The Bullroarer Atlas

FRAZER1913-017 - ethnographic attestation

Bushongo / Bushoong

Democratic Republic of the Congo - Kuba - Kasai region - Central Africa

Restricted

A dark, leaf-shaped African bullroarer of the general type, cord wound near its pointed end — not the Bushongo (Bushoong) Iphungula that Frazer...
Representative image. A dark, leaf-shaped African bullroarer of the general type, cord wound near its pointed end — not the Bushongo (Bushoong) Iphungula that Frazer names. © The Trustees of the British Museum (E/Af1913-0712-7) CC BY-NC-SA 4.0 Image source

Iphungula Bushongo (Bambala dialect-group, Kuba cluster); recorded in a French-language source

Among the western Bushongo of the Kuba kingdom, the bull-roarer was a thing of palm. Emil Torday, who spent 1907-09 in the Kasai for the British Museum, and his co-author T. A. Joyce recorded that the elders made it from very thin strips of palm-leaf rib tied to a cord; in the instrument survey of their 1910 monograph they define the planchette-bourdon plainly as an elongated rectangle of reed on the end of a string. During the Nkanda initiation the boys were kept in seclusion, considered impure, forbidden to be seen by women; at night the old men ringed the camp, raised the most supernatural cries they could, and whirled these strips, the sound imitating closely the howling of wild beasts. The official who presided, the Kananyenge, would visit the alarmed novices and, when they complained of ghosts walking in the dark, answer that boys who were impudent to everyone surely could not be afraid of ghosts. Torday also took down the tale the Bushongo told of its invention: a youth used to drink the day's palm-wine with his mother, leaving none for his father, until the father followed him to the wood and, hidden, swung a thin strip of wood on a string until the noise terrified the boy into dropping his calabashes and fleeing. The son begged forgiveness and never again neglected his father's share; from that day, the elders said, the bull-roarer was used at initiation to frighten the boys and teach them to respect their elders.

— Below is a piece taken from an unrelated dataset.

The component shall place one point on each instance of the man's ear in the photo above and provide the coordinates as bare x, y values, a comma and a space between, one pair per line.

La nuit les vieillards entourent le camp, poussent les cris les plus surnaturels et font tourner des instruments consistant en lanières très minces faites de côtes de feuilles de palmier attachées à un fil (des planchettes-bourdon).

At night the old men surround the camp, utter the most supernatural cries, and whirl instruments consisting of very thin strips made from the ribs of palm leaves attached to a string (bull-roarers).

Torday & Joyce 1910, Les Bushongo, p. 82
Function
Restricted men's initiation instrument sounded at night to create supernatural voices and frighten novices.
Map confidence
medium - Mushenge/Nsheng Kuba-Kasai regional anchor; Frazer's note gives no ceremony locality
Source location
Torday and Joyce 1910, pp. 82, 240; Frazer 1913 Balder p. 229 n. 2 preserves the earlier lead.